Accessing Shared Memory Value by Host Shared Sum Variable

I’m trying to write a simulation for an individual particles that interact with a medium with certain properties (particles do not interact with each other just the medium under test). What I want to do is run a number of these simulations in parallel, and then write the combined results to a file. At present I’ve having trouble getting my head around how to use shared memory. Part of the results is an average of the sum of interactions by the particles, but I don’t know how I can do this. Here is an example of what I’m trying to do:

Host code:


// includes, system

#include <stdlib.h>

#include <stdio.h>

#include <string.h>

#include <math.h>

// includes, project

#include <cutil.h>

#include <>

int main (int argc, char** argv)


  float h_total;

  dim3 threads (3, 1, 1);

  dim3 grid (1, 1);

 h_total = 0;

  particleSim <<< grid, threads >>> (&h_total);

  printf ("h_total = %.2f\n", h_total);


Kernel file:


__shared__ float total;

__global__ void 

particleSim(float *h_total) 


  total = *h_total;




  *h_total = total;


I can compile the program and run it, but the output from the program is 0.00 and I expected at least a 3. I need to figure this out because I’ll be using an overall sum in order to compute the average at the end of the simulation.

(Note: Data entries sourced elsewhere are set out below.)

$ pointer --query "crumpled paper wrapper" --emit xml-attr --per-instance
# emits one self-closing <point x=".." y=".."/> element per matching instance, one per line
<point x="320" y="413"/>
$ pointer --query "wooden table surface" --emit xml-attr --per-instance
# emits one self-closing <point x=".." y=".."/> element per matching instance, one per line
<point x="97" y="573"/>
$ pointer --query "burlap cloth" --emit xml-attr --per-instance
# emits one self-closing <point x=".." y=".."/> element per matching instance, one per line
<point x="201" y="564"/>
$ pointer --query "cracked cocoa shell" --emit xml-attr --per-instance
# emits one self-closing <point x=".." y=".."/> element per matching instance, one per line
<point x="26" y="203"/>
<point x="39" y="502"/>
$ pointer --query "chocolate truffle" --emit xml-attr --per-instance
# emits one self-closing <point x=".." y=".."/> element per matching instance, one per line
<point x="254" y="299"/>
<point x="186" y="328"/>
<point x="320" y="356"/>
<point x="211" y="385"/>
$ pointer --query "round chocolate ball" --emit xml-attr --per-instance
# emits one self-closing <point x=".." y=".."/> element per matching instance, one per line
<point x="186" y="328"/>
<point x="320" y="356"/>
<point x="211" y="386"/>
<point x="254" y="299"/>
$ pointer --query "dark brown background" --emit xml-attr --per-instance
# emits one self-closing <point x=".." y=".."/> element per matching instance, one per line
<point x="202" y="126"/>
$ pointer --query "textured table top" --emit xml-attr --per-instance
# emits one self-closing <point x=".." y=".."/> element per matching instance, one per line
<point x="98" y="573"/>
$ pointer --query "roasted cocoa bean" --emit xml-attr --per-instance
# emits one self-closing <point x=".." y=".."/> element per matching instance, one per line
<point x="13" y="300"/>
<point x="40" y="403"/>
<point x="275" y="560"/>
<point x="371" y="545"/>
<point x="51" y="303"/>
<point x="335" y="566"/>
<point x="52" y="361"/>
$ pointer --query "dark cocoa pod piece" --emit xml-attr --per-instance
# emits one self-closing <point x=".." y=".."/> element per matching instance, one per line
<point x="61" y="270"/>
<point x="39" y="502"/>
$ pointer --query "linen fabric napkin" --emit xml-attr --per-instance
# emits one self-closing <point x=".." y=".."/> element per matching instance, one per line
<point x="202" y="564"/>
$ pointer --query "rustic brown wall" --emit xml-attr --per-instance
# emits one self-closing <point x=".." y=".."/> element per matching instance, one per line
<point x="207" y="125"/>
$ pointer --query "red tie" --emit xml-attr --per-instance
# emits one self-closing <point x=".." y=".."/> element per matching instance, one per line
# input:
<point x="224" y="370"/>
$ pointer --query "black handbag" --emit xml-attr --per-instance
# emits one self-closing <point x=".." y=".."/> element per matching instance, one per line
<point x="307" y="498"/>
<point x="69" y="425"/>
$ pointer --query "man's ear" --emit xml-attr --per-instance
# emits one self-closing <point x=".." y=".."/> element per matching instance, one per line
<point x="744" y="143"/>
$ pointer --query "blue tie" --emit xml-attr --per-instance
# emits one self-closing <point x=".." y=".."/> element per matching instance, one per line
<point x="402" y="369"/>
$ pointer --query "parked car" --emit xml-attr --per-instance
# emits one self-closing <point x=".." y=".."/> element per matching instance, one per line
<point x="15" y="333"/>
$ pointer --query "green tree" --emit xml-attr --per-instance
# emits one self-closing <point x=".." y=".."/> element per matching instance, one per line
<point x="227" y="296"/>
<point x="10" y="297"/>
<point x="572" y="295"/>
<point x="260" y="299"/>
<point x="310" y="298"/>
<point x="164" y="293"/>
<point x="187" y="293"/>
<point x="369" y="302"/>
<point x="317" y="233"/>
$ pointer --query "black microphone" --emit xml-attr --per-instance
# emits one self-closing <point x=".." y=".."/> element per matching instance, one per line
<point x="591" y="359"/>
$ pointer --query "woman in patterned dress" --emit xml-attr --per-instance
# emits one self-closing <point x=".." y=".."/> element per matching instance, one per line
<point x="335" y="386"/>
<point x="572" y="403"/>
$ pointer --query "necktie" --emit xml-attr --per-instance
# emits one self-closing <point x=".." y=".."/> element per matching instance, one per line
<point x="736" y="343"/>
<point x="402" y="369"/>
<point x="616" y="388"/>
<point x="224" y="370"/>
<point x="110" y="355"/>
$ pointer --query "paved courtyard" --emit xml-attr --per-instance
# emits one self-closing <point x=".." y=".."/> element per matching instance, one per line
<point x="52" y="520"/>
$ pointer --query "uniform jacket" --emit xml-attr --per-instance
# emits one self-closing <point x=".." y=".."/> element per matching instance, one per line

Unlike the example I’ve shown, I thought the way to do this was to use:

   CUDA_SAFE_CALL (cudaMemcpyToSymbol (total, &h_total,

                    sizeof (float), cudaMemcpyHostToDevice));

from inside (host code), but I get an error related to the fact that the variable has not been declared although it is clearly a global variable (in the sense that it is declared out side the main method).

I just need to know how to use a variable that can be access by all threads in the simulation for keeping a running total. There may be a better way to do this, but its not clear to me from what I’ve read in the API or in the examples. The only example that looks something like this, is the Monte Carlo simulation, but it does not pass the results back to the host.

I could use some suggestions


A good example is the reduction example.

  • you cannot access shared memory from the host

  • you can cudaMemcpyDeviceToHost global memory to get results back to the host

  • generally you will have something like the following at the end of a kernel :


if (threadIdx.x == 0)

 global_mem[some_index] = shared_mem[0];

In which you write the resulting shared memory value out to global memory. In this case you have used all threads in 1 block to generate this 1 value that needs to be written to global memory.

It can very well be that your algorithm has no use for shared memory, maybe you can give some more info what you are trying to do?